For the last hour I have been trying to understand what $\dfrac{\partial p}{\partial s}ds$ is in Euler's equation but I have a problem. You can see this image:  I know that $p\ dA = \text{Force}$

$γ ds dA = mg$

but what is $\left(p + \dfrac{\partial p}{\partial s} dA\right)$?

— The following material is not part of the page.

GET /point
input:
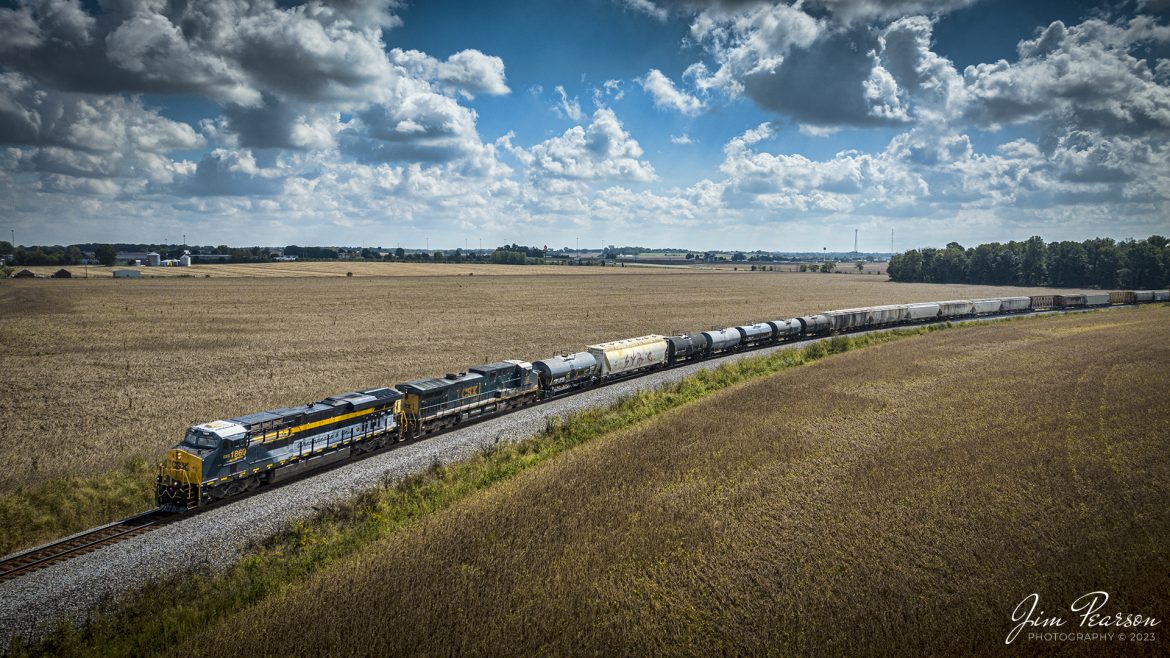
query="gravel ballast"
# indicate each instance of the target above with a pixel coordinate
(219, 536)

$\frac{\partial p}{\partial s}$ is the pressure gradient through the control volume. Multiplying it by $ds$, the length of the control volume, gives the change in pressure from one side of the control volume to the other. It is essentially a first-order Taylor-series expansion of the function $p(s)$. This method is used a lot in fluid dynamics derivations; the most thorough explanation I've seen is in "Computational Fluid Dynamics" by John Anderson.
Whenever a fluid flows in a pipe, it flows due to difference in pressure. Due to this difference in pressure, there is a pressure gradient which is $\dfrac{\partial p}{\partial s}$. $\dfrac{\partial p}{\partial s}\ \text{d}s$ is the change in pressure over the length $\text{d}s$. $p+\dfrac{\partial p}{\partial s}\ \text{d}s$ is the pressure at the exit in terms of pressure function $p$ at inlet + change in pressure over length $\text{d}s$. So, $\left(p+\dfrac{\partial p}{\partial s}*ds\right)dA$ is also the force like $p\cdot \text{d}A$ with pressure $p$ at the exit equals $p+\dfrac{\partial p}{\partial s}\ \text{d}s$.Pressure variation in fluid is given by Tailor's series expansion with respect to length $s$ about $p$. $p(s + \Delta s) = p(s) + \dfrac{\partial p}{\partial s}\ \Delta s + O(\Delta s2)$. $O(\Delta s2)$ is the higher order term which is neglected.